If you mean change the word "public" to "protected" on lines 31 and 43 in APanel, and "private" to "protected" in lines 25 and 47 in BPanel, that appears to have no effect at all. Same errors. If that's not what you mean, can you elaborate please?

Hi JC,
I am bit confused while reading a following text.

This text is taken from Java documentation:


Another text from the java doc in my own words - for writeObject and readObject:
For custom serialization, Java platform provides three additional methods - readObject(), validateObject(), and writeObject(). The readObject and writeObject methods are not part of any interface to be implemented or class to be extended. Even through the serialization support calls readObject and writeObject, they must be private methods.

I modified the example posted by sir vernon. I wrote it with both - readObjectOverride/writeObjectOverride and readObject/writeObject, and it works. I also wrote it with XMLEncoder/Decoder.

Yes, that really is confusing! But if you now have it working....

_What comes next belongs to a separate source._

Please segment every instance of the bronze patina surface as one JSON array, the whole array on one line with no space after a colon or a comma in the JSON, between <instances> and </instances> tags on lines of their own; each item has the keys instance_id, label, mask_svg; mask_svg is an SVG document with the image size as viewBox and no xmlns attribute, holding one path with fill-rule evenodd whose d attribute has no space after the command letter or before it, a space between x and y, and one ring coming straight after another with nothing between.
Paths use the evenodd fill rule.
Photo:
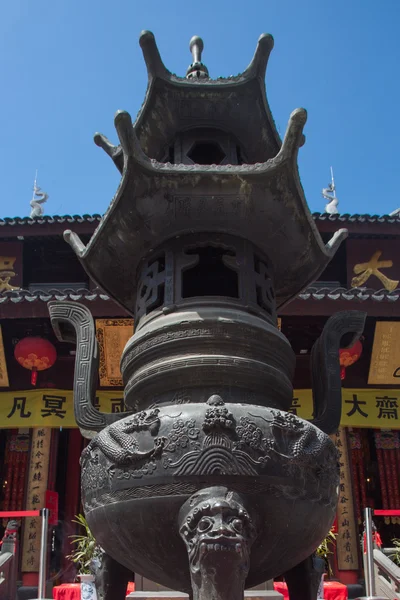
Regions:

adatapost may have have it working, but I don't! adatapost, would you mind posting your revised code so I can try it out?

It's my pleasure.

I am attaching zip with this post.
org.zip - original code - as per your post.
override.zip - some modification.
writeobject.zip - override writeObject method
xmlser.zip - XML ser.

commented: Thanks. +18

Okay, thanks. That's some good food for thought. I was hoping to get a nice text file with four integers. I'm going to study up and take a few tutorials and see if I can understand serialization a little better. These examples will help in that process. I think I like the XML one best since it's in plain text. Thanks a lot to both of you.